Ajuste fino, RAG o un prompt mejor: arreglan problemas distintos
El ajuste fino enseña comportamiento y formato. La recuperación aporta conocimiento. El prompt da forma a la tarea inmediata. Casi todos los equipos cogen la herramienta cara para arreglar un problema que esa herramienta no puede arreglar.
Un cliente quería ajustar un modelo porque el asistente no conocía su catálogo de producto. Era la herramienta equivocada, elegida con aplomo, y habría costado un trimestre descubrirlo.
El ajuste fino no enseña hechos de forma fiable. Enseña comportamiento: cómo responder, en qué formato, con qué voz, siguiendo qué reglas implícitas. Los hechos que cambian pertenecen a la recuperación, porque un hecho ajustado queda congelado en el momento del entrenamiento y actualizarlo significa entrenar otra vez.

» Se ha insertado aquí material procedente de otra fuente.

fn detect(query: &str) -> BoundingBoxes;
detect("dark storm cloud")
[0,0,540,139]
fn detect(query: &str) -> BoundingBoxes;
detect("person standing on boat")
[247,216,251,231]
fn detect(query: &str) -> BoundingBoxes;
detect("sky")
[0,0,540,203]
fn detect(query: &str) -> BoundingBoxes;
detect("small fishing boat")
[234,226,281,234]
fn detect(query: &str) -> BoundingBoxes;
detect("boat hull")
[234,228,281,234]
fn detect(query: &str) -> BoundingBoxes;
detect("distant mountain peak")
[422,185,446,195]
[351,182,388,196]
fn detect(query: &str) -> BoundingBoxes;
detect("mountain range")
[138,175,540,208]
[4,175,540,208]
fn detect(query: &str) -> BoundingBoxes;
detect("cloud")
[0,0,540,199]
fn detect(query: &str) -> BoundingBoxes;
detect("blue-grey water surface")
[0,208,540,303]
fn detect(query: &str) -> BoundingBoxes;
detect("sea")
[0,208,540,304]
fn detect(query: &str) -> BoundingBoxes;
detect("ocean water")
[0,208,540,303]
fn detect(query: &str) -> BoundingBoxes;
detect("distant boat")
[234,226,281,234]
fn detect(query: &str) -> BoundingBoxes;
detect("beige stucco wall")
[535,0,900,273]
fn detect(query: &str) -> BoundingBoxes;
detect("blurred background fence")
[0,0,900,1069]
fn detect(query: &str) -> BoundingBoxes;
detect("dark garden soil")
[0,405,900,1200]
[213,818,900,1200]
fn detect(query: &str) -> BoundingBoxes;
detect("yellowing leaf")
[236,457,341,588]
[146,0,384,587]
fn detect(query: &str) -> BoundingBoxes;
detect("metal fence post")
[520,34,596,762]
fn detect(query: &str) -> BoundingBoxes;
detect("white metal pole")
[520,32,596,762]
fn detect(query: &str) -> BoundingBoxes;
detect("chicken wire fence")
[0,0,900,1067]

La pregunta de diagnóstico, por tanto, no es "¿deberíamos ajustar?" sino "¿qué tipo de cosa falta?".
Empareja el fallo con la técnica
El modelo no sabe algo. No puede responder sobre tus documentos, tus clientes, tu catálogo, ni sobre nada que ocurriera después del fin de sus datos de entrenamiento. Esto es recuperación. Las cuatro decisiones que importan están en RAG en tu propia nube, y ningún ajuste fino arregla un hueco de conocimiento que cambia cada semana.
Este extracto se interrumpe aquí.